CS 143 / Project 2 / Local Feature Matching

Overview

For project 2, I was tasked with creating a program which would generate SIFT-like features from images and then match those features to features in other similar images. The basic pipeline for this project was to gather interest points from two images, create features from those interest points, and then to match the features from those two images. This pipeline can be built in a number of different ways and also allows for many free parameters. I found that adding just a few lines of code, and making seemingly small changes to free parameters resulted in the matching accuracy of my algorithm more than doubling. Over the course of three days of incrementally improving my alogrithm I managed to go from less than 20% accuracy amoung my top 100 most confident matches to 71% accuracy.

Top 100 and Top 300 Most Confident Matches

The incremental improvements I made included the following:

  1. Not using a Gaussian weighting function which made pixels near an interest point make a greater contribution to image features resulted in a 1% decrease in accuracy on Notre Dame test images. Including this weighting function when testing on images of the Capitol Building resulted in what appeared to be a significant increase in feature matching accuracy. This may be due to more texture or noise surrounding the interest points in my image of the Capitol.
  2. Precomputing versions of images filtered with oriented sobel filters, as opposed to filtering image blocks before calculating gradients, resulted in a 15% increase in feature matching accuracy. This is likely due to image padding which occured when filtering the smaller image blocks.
  3. Raising the elements of each feature to a power less than 1 (effectively increasing contrast between gradients) resulted in a 2% increase in performance on the test images of Notre Dame.
  4. Adjusting the alpha parameter for my Harris Corner Detector resulted in a 3% increase in algorithmic performance.
  5. Taking the absolute value of gradients before summing their intensities for use in a histrogram resulted in a 6% increase in algorithmic performance

Issues

Programming a Harris Corner dectector proved to be the most algorithmically difficult portion of this assignment.. However, corner detection was actually relatively simple once I found the following formula: g(I^2x)g(I^2y)-[g(IxIy)]^2-alpha[g(I^2x)+g(I^2y)]^2. For me, the most difficult portion of this assignment was debugging and adjusting parameters. In particular, I spent a large number of hours hunting down what turned out to be two small and relatively simple problems.

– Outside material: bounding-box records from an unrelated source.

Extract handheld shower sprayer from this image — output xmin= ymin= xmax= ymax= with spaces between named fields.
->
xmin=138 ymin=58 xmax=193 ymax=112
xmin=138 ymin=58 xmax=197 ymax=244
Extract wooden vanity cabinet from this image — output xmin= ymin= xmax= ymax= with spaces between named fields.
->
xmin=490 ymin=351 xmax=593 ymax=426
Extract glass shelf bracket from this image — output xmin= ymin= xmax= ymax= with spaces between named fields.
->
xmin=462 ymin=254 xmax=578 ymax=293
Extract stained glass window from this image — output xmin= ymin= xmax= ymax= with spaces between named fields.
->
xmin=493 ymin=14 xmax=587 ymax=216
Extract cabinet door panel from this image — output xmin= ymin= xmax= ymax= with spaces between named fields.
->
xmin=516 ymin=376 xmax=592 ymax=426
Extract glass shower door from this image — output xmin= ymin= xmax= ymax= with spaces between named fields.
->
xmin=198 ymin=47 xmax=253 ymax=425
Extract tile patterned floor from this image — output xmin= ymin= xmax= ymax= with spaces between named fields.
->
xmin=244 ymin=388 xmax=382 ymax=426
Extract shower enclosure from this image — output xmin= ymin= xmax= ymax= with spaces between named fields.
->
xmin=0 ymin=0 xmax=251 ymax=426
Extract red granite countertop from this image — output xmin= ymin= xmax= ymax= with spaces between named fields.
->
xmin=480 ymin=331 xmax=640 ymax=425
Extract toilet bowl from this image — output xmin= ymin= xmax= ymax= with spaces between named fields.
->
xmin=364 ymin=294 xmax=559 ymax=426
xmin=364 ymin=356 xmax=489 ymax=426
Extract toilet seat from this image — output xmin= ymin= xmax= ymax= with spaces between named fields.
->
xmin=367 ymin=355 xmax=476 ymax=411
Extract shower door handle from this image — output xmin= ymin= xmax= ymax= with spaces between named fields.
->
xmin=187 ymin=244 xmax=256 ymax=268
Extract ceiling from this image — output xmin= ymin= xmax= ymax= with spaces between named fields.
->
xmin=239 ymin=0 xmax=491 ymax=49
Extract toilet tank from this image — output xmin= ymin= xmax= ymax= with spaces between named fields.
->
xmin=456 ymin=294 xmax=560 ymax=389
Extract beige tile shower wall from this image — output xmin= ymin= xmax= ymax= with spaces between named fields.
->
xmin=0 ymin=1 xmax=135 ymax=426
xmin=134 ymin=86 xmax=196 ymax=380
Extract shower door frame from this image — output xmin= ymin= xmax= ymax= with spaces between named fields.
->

The first of those issues was that I was using a wide gaussian blur in order to preprocess my images before looking for interest points. This blurring resulted in a 40 percent decrease in the accuracy of my results. I've since determined that any amount of preprocessing blur, at least for my algorithm, results in a decrease in performance. I suspected that this might be due to the strength of the blur used when calculating image derivatives later in my interest point generation. However, after testing I determined that that was not the case.

The second bug which held me up was an even simpler issue. My points were being ordered from least confident to most confident, as opposed to the other way around. This meant that, when I visualized what I thought were my top 100 best matches, I was in fact visualizing my 100 worst matches.

Feature Detection Run On Alternate Images

Each of the following images demonstrates one the weaknesses of my feature matching algorithm.

My algorithm appears to actual perform somewhat reasonably on this image of the Capital Building. However, the algorithm clearly performs nowhere near as well as it does on the image of Notre Dame. Amoung other issues, differences in scale between the two pictures probably account for a significant portion of mis-matches.

This set of Eiffel Tower images shows even poorer performance than the first set. This demonstrates issues SIFT feature matching has with self-similarity.

This third set of images demonstrates the fact that SIFT features are incapable of capturing more abstract similarities, such as those between a giraffe and Miley Cyrus.